Pour les habitants, améliorer leur vie quotidienne relève d’une lutte de longue haleine. Construire une école nécessite une autorisation de justice et donc un jugement du tribunal israélien, idem pour construire un centre médical, un local poubelle ou toute autre infrastructure.

Un égout à ciel coupe un village en deux
Le village de Kfar Abu Kaf est traversé par un égout à ciel ouvert provenant d’Hébron à plus de 50 kilomètres. Le village est littéralement coupé en deux et la construction d’un pont pour permettre aux enfants d’une des moitiés de pouvoir rejoindre leur école a été une vraie gageure, nécessitant une autorisation spéciale des autorités israéliennes. En hiver, avec la montée des eaux, le pont est régulièrement emporté par le torrent d’eau putride isolant un des moitiés du village pour des semaines. En été, l’odeur est épouvantable et une myriade de moustique s’y développe harassant les habitants et générant quantités de maladies de la peau.

Des villas de luxes côtoient des cabanes de tôles
Le visage de l’apartheid prend toute sa réalité dans le village bédouin de Tarabin jouxtant la banlieue pavillonnaire juive de Omer.

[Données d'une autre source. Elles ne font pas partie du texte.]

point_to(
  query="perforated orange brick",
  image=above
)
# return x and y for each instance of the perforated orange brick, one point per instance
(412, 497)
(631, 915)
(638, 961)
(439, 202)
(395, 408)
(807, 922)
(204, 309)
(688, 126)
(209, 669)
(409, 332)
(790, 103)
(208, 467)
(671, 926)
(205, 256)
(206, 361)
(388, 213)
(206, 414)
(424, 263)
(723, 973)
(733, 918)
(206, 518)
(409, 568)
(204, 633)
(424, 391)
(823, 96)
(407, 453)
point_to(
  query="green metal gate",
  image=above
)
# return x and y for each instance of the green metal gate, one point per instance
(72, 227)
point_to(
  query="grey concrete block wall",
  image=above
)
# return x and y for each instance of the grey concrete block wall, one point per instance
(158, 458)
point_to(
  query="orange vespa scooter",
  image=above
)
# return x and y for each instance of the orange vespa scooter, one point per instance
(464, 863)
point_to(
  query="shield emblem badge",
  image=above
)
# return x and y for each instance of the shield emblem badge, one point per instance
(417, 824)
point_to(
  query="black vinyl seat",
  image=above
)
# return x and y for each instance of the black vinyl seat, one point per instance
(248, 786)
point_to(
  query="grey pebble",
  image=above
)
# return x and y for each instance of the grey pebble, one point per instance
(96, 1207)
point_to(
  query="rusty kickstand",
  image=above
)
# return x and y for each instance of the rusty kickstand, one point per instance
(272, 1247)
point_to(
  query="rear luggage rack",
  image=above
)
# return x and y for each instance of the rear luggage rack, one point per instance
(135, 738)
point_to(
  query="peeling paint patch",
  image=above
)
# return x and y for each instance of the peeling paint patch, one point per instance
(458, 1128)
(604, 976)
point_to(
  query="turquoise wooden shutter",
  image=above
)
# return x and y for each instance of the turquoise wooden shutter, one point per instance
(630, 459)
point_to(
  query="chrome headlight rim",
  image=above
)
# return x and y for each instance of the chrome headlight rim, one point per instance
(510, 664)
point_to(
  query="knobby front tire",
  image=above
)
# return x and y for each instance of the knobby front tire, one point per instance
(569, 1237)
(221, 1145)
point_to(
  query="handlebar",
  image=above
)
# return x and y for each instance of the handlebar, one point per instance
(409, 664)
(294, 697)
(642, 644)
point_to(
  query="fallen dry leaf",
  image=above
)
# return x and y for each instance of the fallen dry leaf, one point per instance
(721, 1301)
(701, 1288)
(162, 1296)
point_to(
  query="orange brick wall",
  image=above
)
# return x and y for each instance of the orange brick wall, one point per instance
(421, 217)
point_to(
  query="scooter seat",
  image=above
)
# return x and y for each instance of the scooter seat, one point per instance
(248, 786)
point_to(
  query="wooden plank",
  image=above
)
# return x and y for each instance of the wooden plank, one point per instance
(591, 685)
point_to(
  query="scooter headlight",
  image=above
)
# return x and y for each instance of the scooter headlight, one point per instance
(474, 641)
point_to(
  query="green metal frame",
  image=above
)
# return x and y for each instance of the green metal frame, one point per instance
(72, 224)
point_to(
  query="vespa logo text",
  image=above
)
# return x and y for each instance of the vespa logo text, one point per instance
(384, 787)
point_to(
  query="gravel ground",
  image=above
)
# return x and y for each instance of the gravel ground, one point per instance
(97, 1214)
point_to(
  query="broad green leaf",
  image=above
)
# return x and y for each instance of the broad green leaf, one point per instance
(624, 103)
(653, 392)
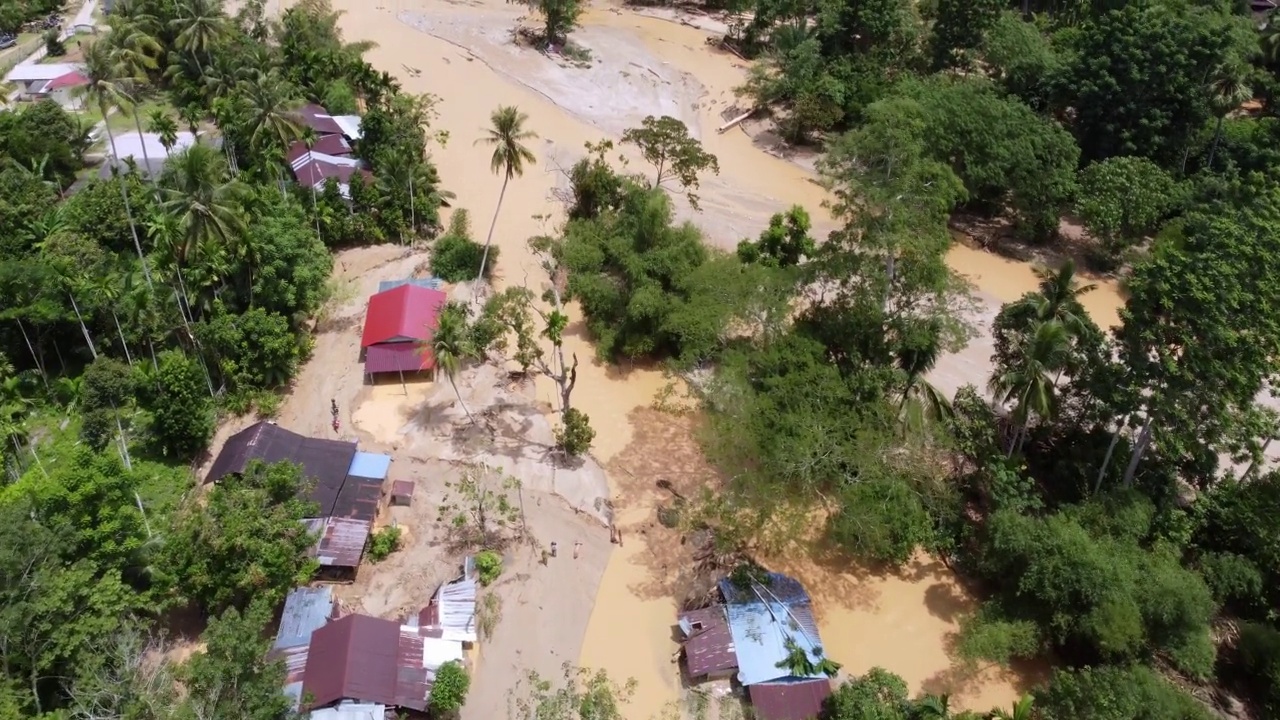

Tarabin est similaire à tous les villages bédouins, un amas de taules au milieu de montagnes de détritus.
Photo: Le village de Tarabin...

Sa particularité : il est entouré par un grillage sur tout son pourtour, une seule porte donnant accès au village. A cinquante mètre, de l’autre côté du grillage, s’étend la luxueuse banlieue juive d’Omer et ses pavillons à jardin, ses rues éclairées et bordées de palmiers.
Photo: ... a un jet de pierre, les villas juives de Omer

Voilà la réalité de l’apartheid israélien, des villages arabes historiques sans existence légale et des pavillons luxueux juifs, résultat de l’occupation et du vol des terres arabes.

La vie des bédouins n’a rien de pittoresque comme on pourrait le croire en lisant un guide touristique, c’est un enfer au cœur de la soit disant seule démocratie du Moyen-Orient.